I have been re-reading Dion Fortune’s letters from the magical battle of Britain and a biography of her written by Charles Fielding and Carr Collins. What strikes me is the physical and spiritual devotion that she poured into this battle.
Of course, thousands and thousands of English men and women poured all that they had into Britain’s battle against the Nazis. Poor English fishermen and women got into their tiny wooden boats and braved the waves over to Dunkirk to bring back as much of the existing English army as they could fit into their boats. They mostly seemed to have done this without complaining, without making too big a deal of it, without expecting much reward. Poor English mothers, in London, put their children onto trains, with their names and contact information safety-pinned to their sweaters, and hoped that other English mothers, out in the country where the bombs weren’t falling every night, would take their children in, feed them, tuck them into bed, read them a story. And, indeed, English women in Cornwall, out on the Moors, in the wild places of Wales, found room in their homes for English children, to keep them safe from Nazi bombs.
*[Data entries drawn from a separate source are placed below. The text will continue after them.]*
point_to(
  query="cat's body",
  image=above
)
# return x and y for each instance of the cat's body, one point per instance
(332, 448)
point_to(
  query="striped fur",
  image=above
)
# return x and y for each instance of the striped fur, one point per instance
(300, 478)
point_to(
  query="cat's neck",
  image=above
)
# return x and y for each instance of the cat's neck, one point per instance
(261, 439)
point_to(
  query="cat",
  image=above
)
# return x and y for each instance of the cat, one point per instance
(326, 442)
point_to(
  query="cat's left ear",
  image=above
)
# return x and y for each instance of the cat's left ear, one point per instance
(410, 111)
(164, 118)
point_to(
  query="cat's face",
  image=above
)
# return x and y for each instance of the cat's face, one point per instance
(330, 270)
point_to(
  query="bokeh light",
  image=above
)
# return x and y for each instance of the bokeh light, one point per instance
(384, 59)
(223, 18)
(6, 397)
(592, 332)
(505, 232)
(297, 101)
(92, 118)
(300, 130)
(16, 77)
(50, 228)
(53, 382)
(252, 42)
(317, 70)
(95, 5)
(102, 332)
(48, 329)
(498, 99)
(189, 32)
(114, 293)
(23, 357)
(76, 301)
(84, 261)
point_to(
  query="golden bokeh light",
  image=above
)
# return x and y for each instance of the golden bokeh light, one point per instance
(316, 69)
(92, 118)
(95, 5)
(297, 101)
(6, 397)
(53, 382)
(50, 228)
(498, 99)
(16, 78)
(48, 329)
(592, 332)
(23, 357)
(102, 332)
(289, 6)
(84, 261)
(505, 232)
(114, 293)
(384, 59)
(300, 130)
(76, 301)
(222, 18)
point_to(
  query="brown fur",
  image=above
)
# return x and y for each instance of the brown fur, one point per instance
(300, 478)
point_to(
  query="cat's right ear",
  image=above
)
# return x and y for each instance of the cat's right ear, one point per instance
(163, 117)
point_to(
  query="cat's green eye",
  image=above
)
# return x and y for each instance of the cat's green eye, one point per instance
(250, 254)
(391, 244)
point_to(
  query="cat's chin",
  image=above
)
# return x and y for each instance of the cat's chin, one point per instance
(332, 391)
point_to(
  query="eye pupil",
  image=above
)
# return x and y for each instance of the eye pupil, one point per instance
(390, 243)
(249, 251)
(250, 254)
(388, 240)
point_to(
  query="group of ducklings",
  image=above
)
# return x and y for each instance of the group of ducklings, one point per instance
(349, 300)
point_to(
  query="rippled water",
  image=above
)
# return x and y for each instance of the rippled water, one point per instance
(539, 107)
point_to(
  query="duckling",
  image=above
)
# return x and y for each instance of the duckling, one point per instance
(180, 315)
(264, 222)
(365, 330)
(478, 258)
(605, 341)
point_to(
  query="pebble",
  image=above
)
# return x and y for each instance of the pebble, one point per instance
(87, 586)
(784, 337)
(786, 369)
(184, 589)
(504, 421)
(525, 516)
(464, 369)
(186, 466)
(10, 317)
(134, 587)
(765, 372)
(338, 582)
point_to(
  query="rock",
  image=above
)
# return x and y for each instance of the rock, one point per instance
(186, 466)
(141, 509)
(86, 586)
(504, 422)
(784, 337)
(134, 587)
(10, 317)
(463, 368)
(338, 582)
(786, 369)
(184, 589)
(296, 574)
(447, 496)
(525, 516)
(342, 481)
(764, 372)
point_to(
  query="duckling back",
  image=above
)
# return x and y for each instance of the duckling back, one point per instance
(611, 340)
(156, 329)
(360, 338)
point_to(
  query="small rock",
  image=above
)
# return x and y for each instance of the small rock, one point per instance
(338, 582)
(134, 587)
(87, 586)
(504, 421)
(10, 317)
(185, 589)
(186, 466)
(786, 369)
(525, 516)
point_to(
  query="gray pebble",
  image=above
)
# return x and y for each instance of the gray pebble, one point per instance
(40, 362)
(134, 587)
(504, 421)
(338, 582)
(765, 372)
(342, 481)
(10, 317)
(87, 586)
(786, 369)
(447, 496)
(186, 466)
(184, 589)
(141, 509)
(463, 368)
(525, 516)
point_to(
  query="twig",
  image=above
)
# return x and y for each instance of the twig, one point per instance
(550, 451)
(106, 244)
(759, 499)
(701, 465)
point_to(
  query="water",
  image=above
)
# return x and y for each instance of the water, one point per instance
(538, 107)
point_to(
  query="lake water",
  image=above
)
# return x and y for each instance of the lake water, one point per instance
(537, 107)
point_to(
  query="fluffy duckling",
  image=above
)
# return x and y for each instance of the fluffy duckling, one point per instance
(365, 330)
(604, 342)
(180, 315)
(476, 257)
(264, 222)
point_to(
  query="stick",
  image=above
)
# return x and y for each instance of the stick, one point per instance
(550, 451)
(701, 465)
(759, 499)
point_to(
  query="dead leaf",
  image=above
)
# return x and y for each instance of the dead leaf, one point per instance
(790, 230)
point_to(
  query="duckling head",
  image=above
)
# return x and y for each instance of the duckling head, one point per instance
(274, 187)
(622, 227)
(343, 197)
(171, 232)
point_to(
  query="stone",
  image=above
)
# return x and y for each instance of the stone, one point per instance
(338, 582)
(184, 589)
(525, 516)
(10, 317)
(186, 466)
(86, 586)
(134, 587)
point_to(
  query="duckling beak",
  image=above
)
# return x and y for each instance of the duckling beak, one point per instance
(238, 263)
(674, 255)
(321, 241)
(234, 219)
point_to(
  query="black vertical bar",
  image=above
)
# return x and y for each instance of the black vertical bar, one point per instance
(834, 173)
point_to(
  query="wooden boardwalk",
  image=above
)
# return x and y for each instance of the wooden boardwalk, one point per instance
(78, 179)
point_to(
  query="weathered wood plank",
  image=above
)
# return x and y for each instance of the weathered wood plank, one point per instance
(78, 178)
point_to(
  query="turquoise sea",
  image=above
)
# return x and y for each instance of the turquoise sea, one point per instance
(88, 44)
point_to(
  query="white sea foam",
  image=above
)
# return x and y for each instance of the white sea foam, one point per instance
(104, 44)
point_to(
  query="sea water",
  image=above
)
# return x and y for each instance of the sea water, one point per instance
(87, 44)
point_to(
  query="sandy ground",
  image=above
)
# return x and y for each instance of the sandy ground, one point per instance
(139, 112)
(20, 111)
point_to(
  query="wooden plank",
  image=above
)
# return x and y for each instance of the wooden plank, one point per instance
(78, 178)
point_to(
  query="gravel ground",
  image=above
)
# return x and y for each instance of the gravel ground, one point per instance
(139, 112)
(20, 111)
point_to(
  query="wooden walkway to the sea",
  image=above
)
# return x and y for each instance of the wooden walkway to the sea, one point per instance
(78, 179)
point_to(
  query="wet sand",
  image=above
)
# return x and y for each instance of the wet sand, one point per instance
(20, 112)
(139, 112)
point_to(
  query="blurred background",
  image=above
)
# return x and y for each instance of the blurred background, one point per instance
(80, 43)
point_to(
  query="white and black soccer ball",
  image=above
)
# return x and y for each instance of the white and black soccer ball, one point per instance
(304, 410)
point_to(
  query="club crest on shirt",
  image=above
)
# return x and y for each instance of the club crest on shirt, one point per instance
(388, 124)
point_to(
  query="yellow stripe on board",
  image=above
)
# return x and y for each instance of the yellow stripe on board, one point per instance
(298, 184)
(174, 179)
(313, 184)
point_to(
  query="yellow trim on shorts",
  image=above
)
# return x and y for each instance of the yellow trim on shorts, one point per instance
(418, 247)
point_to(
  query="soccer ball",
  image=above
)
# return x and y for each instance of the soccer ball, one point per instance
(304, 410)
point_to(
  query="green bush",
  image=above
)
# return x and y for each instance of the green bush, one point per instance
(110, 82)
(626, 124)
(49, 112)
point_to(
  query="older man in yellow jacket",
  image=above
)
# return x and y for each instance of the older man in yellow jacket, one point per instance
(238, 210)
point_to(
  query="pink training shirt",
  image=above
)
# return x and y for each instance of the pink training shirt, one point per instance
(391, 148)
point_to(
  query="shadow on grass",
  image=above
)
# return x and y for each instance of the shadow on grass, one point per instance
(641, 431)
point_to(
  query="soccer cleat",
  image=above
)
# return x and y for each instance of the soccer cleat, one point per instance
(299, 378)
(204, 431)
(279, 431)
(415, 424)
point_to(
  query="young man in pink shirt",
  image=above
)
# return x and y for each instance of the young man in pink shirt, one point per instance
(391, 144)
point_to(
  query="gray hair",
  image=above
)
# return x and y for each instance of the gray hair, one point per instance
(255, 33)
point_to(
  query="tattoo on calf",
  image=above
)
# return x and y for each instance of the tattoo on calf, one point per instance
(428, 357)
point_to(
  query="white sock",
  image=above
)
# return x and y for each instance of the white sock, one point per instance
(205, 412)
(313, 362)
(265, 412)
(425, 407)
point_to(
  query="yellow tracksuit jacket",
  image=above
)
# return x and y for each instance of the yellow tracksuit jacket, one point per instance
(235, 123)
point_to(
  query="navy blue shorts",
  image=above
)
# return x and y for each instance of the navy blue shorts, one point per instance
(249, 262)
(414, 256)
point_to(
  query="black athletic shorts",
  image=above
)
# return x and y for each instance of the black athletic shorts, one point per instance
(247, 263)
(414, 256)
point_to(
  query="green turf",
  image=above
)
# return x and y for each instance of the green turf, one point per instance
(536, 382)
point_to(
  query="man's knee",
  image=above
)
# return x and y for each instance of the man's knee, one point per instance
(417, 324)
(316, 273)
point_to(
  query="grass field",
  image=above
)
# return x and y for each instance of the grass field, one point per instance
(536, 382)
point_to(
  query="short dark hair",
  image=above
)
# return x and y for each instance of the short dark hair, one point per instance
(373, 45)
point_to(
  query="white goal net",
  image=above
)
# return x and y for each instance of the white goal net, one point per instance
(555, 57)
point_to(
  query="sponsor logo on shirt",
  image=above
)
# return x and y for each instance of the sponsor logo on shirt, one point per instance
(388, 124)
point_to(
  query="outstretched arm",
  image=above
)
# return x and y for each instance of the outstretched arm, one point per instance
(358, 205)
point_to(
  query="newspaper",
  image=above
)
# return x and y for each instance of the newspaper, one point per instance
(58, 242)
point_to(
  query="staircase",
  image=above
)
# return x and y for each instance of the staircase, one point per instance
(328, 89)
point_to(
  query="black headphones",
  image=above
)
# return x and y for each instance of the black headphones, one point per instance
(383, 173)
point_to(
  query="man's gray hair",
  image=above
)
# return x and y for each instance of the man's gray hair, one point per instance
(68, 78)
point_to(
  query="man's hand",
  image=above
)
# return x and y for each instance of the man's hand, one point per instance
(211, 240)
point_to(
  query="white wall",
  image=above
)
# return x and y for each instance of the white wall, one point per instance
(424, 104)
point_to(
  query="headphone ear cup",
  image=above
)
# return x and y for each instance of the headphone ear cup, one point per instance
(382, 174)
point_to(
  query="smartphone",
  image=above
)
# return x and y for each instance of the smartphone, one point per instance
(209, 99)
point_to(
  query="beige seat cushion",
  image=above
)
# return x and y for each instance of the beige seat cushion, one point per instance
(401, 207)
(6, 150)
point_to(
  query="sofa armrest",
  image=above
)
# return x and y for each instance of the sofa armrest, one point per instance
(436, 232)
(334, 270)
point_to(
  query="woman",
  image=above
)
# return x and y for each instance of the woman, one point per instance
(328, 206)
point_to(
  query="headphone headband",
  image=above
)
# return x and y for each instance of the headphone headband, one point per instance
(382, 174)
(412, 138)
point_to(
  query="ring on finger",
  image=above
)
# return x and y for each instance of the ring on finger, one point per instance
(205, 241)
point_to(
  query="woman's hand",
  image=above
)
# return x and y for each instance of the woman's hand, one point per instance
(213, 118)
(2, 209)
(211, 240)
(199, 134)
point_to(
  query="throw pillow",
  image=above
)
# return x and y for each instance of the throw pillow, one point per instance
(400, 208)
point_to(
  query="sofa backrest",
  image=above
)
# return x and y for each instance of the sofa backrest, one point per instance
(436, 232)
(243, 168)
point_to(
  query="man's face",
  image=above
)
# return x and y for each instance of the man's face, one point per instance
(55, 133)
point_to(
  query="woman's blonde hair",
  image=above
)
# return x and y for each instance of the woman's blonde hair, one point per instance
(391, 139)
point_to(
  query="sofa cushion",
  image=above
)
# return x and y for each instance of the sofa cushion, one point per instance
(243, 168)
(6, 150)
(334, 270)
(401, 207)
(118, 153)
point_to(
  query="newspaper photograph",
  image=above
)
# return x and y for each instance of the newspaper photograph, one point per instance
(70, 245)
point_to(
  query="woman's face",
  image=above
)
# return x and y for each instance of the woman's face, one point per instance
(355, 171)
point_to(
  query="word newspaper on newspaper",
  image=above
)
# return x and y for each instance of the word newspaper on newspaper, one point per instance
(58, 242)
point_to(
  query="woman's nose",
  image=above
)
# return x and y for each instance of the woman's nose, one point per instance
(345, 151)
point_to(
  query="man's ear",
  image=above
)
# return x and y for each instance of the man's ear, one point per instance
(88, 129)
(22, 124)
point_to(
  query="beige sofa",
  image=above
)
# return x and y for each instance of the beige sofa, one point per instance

So, today, our magical working is a bit different from other weeks.
On this New Moon in the beginning of Spring, I want to ask you to consider: What that is precious to you are you willing to set free in order to keep it safe from the Nazis now in the White House? What are you willing to take in, inconvenient though it may be, in order to keep it safe from the Nazis now in the White House? Are we willing to sacrifice as much as Dion Fortune? As much as a London mother, whose husband was somewhere in the RAF, pinning her name and address to her daughter’s warm sweater? As much as a Geordie spinster, bringing two London children into her home, fluffing up the warm quilts for them? As much as an English fisherman, setting out, as neither he nor his fathers had ever done, out of sight of the English coast, all the way to France?